Синявинский увал далеко растянулся с северо-запада на юго-восток. На многие километры покрыт он ельником и пихтачом, прикрывающим лога, речки да карстовые ямы.

На северо-запад с увала ветвятся к Говорухе Синявинские лога, а напротив их, к юго-востоку, тоже бегут темные складки к речке Сухонке, вырываясь на простор светло-зеленых покосов, обрамленных мелколесьем. Среди него на кромках лугов торчат огромные кудрявые шапки одиноких сосен.

На покосы легли вечерние сумерки, а сосновные кроны еще в лучах солнца. Внизу, у корней, где расположились на перекур охотники, тень. Ствол дерева огромный, в два обхвата, с темной корявой корой и старым натесом, из которого свисают гроздья янтарно-желтой смолы.

Птицын сидит сгорбившись. На колене он держит изрядно потрепанный планшет, по которому водит пальцем. С одной стороны к Семену Алексеевичу привалился Барсуков, с другой — Сашка.

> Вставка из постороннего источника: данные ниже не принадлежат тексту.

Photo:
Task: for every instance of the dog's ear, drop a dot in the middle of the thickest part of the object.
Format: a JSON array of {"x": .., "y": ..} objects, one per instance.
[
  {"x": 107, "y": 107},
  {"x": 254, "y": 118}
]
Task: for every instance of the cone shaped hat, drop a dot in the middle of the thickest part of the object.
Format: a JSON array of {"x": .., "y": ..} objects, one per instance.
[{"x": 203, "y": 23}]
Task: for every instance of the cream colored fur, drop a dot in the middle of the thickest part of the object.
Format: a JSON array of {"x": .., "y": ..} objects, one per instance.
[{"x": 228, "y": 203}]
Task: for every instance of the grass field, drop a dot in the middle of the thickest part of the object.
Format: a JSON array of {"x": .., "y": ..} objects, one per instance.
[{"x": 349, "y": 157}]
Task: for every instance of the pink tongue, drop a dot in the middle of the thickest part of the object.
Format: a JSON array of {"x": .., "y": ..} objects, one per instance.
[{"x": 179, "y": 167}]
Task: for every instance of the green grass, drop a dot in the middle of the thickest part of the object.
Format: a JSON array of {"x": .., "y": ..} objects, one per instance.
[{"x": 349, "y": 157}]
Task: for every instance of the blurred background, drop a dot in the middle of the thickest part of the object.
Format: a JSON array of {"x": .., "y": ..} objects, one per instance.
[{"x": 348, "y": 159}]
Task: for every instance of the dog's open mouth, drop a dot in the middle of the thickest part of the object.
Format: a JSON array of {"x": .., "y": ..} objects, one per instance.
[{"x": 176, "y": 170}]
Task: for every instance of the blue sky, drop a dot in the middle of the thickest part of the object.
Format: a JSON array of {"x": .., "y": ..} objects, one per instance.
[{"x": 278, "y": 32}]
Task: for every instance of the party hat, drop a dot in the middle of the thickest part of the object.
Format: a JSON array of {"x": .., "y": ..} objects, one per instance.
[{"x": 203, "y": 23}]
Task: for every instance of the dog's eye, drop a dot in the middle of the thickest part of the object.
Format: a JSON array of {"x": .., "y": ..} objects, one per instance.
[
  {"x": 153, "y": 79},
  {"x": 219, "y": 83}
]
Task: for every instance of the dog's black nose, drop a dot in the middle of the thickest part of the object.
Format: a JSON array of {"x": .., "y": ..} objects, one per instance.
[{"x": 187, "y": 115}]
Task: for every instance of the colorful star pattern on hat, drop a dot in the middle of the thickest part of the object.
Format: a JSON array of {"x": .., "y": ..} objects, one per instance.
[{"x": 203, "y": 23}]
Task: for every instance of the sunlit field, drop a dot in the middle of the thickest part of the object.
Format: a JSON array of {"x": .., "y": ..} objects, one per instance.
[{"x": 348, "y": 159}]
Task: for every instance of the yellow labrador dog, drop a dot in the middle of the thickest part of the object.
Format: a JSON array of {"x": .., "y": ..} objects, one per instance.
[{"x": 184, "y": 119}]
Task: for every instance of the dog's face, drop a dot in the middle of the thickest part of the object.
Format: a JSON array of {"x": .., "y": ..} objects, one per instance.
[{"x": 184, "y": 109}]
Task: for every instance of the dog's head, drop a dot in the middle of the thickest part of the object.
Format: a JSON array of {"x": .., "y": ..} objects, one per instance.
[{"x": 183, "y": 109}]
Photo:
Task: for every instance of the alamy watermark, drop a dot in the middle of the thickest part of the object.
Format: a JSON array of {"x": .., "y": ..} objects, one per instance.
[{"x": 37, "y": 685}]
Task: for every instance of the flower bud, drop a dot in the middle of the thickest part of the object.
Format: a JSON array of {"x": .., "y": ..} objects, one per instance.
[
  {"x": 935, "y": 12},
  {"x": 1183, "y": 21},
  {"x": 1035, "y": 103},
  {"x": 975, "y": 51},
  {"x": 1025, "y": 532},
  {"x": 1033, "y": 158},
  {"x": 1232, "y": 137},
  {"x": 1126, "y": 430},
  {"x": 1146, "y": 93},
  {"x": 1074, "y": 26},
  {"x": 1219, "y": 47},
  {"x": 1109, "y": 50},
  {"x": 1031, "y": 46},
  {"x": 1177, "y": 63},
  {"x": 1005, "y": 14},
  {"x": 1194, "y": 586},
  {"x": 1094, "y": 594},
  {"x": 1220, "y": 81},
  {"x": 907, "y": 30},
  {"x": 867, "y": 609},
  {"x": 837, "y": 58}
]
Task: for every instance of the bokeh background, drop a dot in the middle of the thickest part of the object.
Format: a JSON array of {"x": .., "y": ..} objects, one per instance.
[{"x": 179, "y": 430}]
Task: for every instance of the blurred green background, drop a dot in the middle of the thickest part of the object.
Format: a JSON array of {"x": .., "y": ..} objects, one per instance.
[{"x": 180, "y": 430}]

— Вот, гляди, Ваня. До Сухонки тут рукой подать. Следов к Синявинским логам больше всего по речке. По правую и левую сторону Сухонки покосы и мелколесье, тут нам с Сашкой и встать. А ты по речке спустишься метров сто, там с правого берега сосновный угорчик. Вот с него бы и вабить. Я в прошлый раз там подал голос, так они единым духом из-за увала ответили. Ну я, понятно, ходу, чтобы дело не портить.

Иван Александрович отвалился от Птицына и внимательно посмотрел в сторону мерцавшего в последних закатных лучах елового увала.

— Эх, обложить бы их! А так ведь что выхватим? Да и выхватим ли еще, а зверей стронем, уйти могут.

— Конечно, обложить бы лучше. А как это сделать? Гляди, какое место. Одно слово — крепь. Нет, Иван, тут только к себе звать.